The bolded subordinate clause is confusing here because we cannot say with certainty which of the other clauses it refers to – the previous or subsequent one. For this reason, professional writers generally avoid using preposable clauses as a single orthographic sentence in this way. The same confusion simply does not arise when we know that the conjunction must be in the middle. As ‘for’ must be central, the following, while perhaps not the best writing, avoids this ambiguity:
I did in fact go to the party that night. For I still loved her. I couldn’t speak to her for weeks afterwards.
From the point of view of improving writing, then, most of the paraphernalia around identifying sentence structures could and should be ditched tomorrow. FANBOYS could, perhaps be retained, but simply as a way of remembering the ‘central conjunctions’ – conjunctions which must be central, and so can be used without confusion to form a single clause sentence (plus, perhaps, at least two other, similar words arguably missing from the list: only and then).
There is another argument that a mastery of these concepts improves a student’s analytical ability. In my experience, though, it tends at best to result in analytical points like the following:
The writer uses the subordinating conjunction ‘because’ to introduce a dependent clause in order to explain why nothing was forgotten.
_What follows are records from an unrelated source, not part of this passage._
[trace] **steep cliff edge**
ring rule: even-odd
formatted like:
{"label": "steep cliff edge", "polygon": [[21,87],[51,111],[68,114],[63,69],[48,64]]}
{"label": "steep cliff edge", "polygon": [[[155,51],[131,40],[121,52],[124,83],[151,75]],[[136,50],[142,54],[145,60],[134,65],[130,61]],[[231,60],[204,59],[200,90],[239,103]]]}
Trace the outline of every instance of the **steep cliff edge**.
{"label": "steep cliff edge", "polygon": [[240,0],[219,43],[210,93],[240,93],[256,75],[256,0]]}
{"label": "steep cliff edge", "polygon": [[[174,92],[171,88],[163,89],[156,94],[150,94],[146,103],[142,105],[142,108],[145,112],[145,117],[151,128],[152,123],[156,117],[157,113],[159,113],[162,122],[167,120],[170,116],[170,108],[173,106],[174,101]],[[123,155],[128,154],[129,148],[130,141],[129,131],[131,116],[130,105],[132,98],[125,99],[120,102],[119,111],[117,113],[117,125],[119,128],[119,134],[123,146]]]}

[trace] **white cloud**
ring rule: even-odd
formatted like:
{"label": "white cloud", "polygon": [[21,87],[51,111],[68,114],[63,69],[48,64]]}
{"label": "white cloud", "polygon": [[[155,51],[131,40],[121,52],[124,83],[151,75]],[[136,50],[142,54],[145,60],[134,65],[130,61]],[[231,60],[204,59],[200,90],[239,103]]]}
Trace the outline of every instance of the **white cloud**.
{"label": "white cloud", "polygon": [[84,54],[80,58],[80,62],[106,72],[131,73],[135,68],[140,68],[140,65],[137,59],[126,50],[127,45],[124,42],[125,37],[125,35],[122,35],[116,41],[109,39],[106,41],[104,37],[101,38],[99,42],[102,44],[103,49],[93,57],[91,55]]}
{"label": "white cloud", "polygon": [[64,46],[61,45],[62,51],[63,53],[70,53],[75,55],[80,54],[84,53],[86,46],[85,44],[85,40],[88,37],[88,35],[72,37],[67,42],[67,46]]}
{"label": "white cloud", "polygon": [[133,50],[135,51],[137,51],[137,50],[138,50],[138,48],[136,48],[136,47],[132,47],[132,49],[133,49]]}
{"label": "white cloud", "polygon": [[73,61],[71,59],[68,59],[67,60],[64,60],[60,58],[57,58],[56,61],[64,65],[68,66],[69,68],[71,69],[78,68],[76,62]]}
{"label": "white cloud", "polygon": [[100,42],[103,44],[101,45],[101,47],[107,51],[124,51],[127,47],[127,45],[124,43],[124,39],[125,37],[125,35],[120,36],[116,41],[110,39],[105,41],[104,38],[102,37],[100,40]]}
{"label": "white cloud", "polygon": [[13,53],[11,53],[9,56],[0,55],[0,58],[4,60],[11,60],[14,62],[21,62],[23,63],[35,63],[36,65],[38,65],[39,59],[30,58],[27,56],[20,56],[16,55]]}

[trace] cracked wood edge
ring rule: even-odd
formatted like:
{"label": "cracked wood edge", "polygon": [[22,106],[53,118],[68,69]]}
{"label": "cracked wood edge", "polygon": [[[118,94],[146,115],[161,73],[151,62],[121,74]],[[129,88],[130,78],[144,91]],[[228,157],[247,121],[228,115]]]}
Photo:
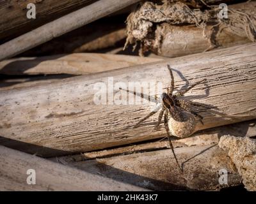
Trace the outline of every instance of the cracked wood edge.
{"label": "cracked wood edge", "polygon": [[[145,191],[99,175],[0,146],[1,191]],[[27,171],[35,170],[35,185]]]}
{"label": "cracked wood edge", "polygon": [[0,62],[4,75],[86,75],[163,59],[125,55],[81,53],[38,57],[19,57]]}
{"label": "cracked wood edge", "polygon": [[[242,178],[227,152],[217,144],[175,149],[180,173],[170,149],[67,163],[88,172],[154,191],[216,191],[241,184]],[[219,183],[221,169],[228,184]]]}
{"label": "cracked wood edge", "polygon": [[0,45],[0,61],[111,14],[139,0],[99,0]]}
{"label": "cracked wood edge", "polygon": [[[174,148],[202,146],[216,144],[220,137],[223,135],[233,135],[235,136],[253,137],[256,136],[256,120],[244,121],[236,124],[221,127],[212,127],[200,131],[192,136],[186,138],[175,139],[172,141]],[[103,150],[95,150],[89,152],[80,153],[59,157],[52,157],[49,159],[58,161],[63,164],[91,160],[99,158],[109,157],[115,156],[131,154],[148,151],[169,149],[169,141],[165,138],[159,141],[147,142],[141,144],[131,144],[127,146],[116,147]]]}
{"label": "cracked wood edge", "polygon": [[184,88],[184,79],[192,84],[207,80],[186,97],[218,108],[217,113],[209,108],[197,110],[204,117],[198,130],[255,119],[255,51],[256,44],[251,43],[1,91],[0,144],[49,157],[163,137],[163,126],[154,130],[157,114],[136,128],[125,128],[148,114],[155,104],[97,105],[93,87],[107,82],[109,76],[114,82],[161,82],[166,87],[170,83],[167,64],[174,70],[176,88]]}

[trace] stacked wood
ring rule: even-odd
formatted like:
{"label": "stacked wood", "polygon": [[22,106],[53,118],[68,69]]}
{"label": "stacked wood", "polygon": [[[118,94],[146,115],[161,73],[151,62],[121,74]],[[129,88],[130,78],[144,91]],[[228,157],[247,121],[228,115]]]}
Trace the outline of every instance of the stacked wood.
{"label": "stacked wood", "polygon": [[[1,191],[145,190],[3,146],[0,146],[0,166]],[[35,183],[30,180],[32,173]]]}
{"label": "stacked wood", "polygon": [[161,59],[97,53],[13,58],[0,62],[0,73],[86,75],[161,61]]}
{"label": "stacked wood", "polygon": [[256,73],[252,59],[255,57],[255,51],[256,44],[252,43],[72,77],[42,86],[1,91],[0,135],[3,137],[0,144],[55,156],[163,137],[164,128],[154,129],[157,114],[132,127],[155,108],[154,103],[111,105],[113,101],[109,98],[107,105],[99,105],[93,98],[99,91],[95,89],[97,83],[110,86],[106,90],[108,96],[120,94],[119,87],[111,89],[113,85],[108,85],[112,83],[109,77],[113,77],[113,84],[153,81],[169,87],[167,64],[173,69],[176,88],[187,87],[188,81],[193,84],[207,79],[205,84],[199,85],[185,98],[204,106],[196,108],[204,117],[204,125],[198,123],[196,129],[255,119]]}
{"label": "stacked wood", "polygon": [[[170,6],[169,8],[166,8],[165,6],[163,6],[162,8],[166,9],[166,12],[168,12],[168,9],[172,9],[172,6],[175,7],[175,5],[166,6]],[[147,6],[144,6],[146,8]],[[189,8],[186,7],[185,4],[177,4],[177,7],[180,10],[184,10],[184,11],[180,11],[181,13],[188,12],[186,10]],[[141,18],[143,12],[134,11],[134,14],[132,13],[127,18],[127,43],[140,41],[141,55],[149,50],[161,56],[175,57],[200,53],[216,47],[225,48],[245,44],[255,41],[256,39],[255,1],[228,5],[228,10],[230,11],[228,13],[229,15],[228,15],[227,22],[225,23],[226,24],[224,23],[221,24],[220,19],[216,20],[217,22],[215,24],[209,22],[204,25],[199,24],[202,23],[202,21],[204,22],[202,19],[199,20],[199,18],[204,18],[204,15],[213,12],[214,8],[209,13],[191,10],[191,11],[195,12],[195,15],[197,15],[195,18],[198,18],[195,22],[188,16],[179,16],[179,12],[173,13],[173,16],[171,13],[170,17],[166,17],[166,18],[169,17],[170,19],[164,20],[164,18],[162,18],[161,13],[157,12],[157,9],[159,8],[154,8],[153,6],[152,8],[150,7],[149,10],[152,11],[152,13],[148,15],[151,15],[152,17],[147,17],[145,20],[141,20],[138,22],[135,21]],[[218,11],[218,6],[215,9]],[[216,15],[218,12],[215,11]],[[134,15],[134,18],[132,15]],[[156,18],[154,15],[159,16]],[[175,19],[172,19],[173,17],[176,17]],[[188,19],[182,18],[186,17]],[[209,17],[208,18],[210,18]],[[215,14],[214,14],[214,17],[215,17]],[[154,18],[159,19],[154,22]],[[152,25],[156,25],[154,29],[148,29],[147,24],[149,22]],[[134,26],[136,24],[140,26]],[[184,26],[184,24],[189,25]],[[140,29],[142,27],[145,27],[145,29]]]}
{"label": "stacked wood", "polygon": [[[126,38],[125,18],[118,17],[118,20],[116,18],[108,17],[97,20],[20,55],[34,57],[99,50],[103,52],[116,47],[122,47]],[[113,21],[115,24],[111,23]]]}
{"label": "stacked wood", "polygon": [[[163,140],[51,160],[152,190],[218,191],[241,185],[241,177],[227,152],[216,146],[219,138],[225,135],[256,136],[255,122],[254,120],[214,127],[190,138],[173,140],[182,173],[179,171],[168,141]],[[228,180],[221,184],[219,178],[223,169],[228,172]]]}

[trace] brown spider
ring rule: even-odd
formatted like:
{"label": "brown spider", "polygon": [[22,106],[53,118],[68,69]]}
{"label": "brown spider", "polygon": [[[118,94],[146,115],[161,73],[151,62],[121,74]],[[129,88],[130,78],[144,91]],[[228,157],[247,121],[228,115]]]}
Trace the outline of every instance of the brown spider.
{"label": "brown spider", "polygon": [[[157,107],[155,110],[151,112],[148,115],[141,119],[133,127],[138,127],[142,122],[157,113],[162,107],[159,112],[158,121],[155,128],[158,129],[161,122],[163,115],[164,115],[164,128],[167,133],[167,137],[169,140],[170,145],[173,154],[175,159],[176,160],[177,164],[180,170],[182,172],[180,166],[179,164],[178,159],[177,159],[176,155],[174,152],[173,146],[171,140],[171,136],[174,136],[179,138],[189,136],[195,131],[195,126],[198,120],[203,124],[203,122],[202,121],[203,117],[190,110],[190,106],[193,105],[201,105],[194,103],[191,101],[179,99],[179,98],[182,96],[186,92],[196,85],[205,82],[205,79],[196,82],[185,90],[180,91],[176,94],[173,94],[174,89],[173,75],[170,65],[168,64],[167,66],[171,75],[172,82],[171,87],[167,88],[167,93],[164,92],[162,95],[162,106]],[[122,88],[120,88],[120,89],[122,90]],[[134,95],[138,95],[145,98],[144,95],[142,93],[138,94],[135,92],[131,92],[129,90],[127,90],[127,92],[132,92]],[[168,117],[169,115],[170,115],[170,117]],[[198,119],[198,120],[196,120],[196,118]]]}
I’m not at all sure that analytical passages such as this one are worth the trouble, and am pretty sympathetic towards students who feel that writing responses such as this is a somewhat ridiculous activity. Truly effective analysis is usually more about identifying patterns – repeated uses of a particular structure – as well as stylistic departures from these patterns and expectations. These can then be explained terms of their reflecting the particular genre of the text (from a structuralist point of view) or the way that they help achieve the purposes of the writer/s (from a functionalist point of view). For older students who are enthusiastic about language analysis, using dependency and coordination to finesse this kind of skill is a plausible aim, but it strikes me as almost certainly too much to drag all students through this conceptual quagmire on the basis that a select few might make use of it one day, especially when such students can be assumed to have the motivation to master the foundational understanding pretty quickly.
The contrast between dependent and independent clauses has been swept back into classrooms in the rush to render English teaching more ‘rigorous’ and ‘knowledge rich’. It is dumped on teachers’ and students’ desks with little thought to what it really means, or how it may be of actual use. Unlike some grammatical features (clause type, tense and aspect, given and new) dependency is of little use to school students as either writers or as analyzers of texts. It is complex and ambiguous, and controversial to explain and define. Most teachers have to a large extent been innocent victims in this, since they have lacked the knowledge required to understand what was being asked of them. A great deal of ‘rigorous’ content of this sort has been stuffed into the English curricula in recent years; the challenge for teachers is to do the learning, and so gain the confidence they need, to tell the stuffers to get stuffed.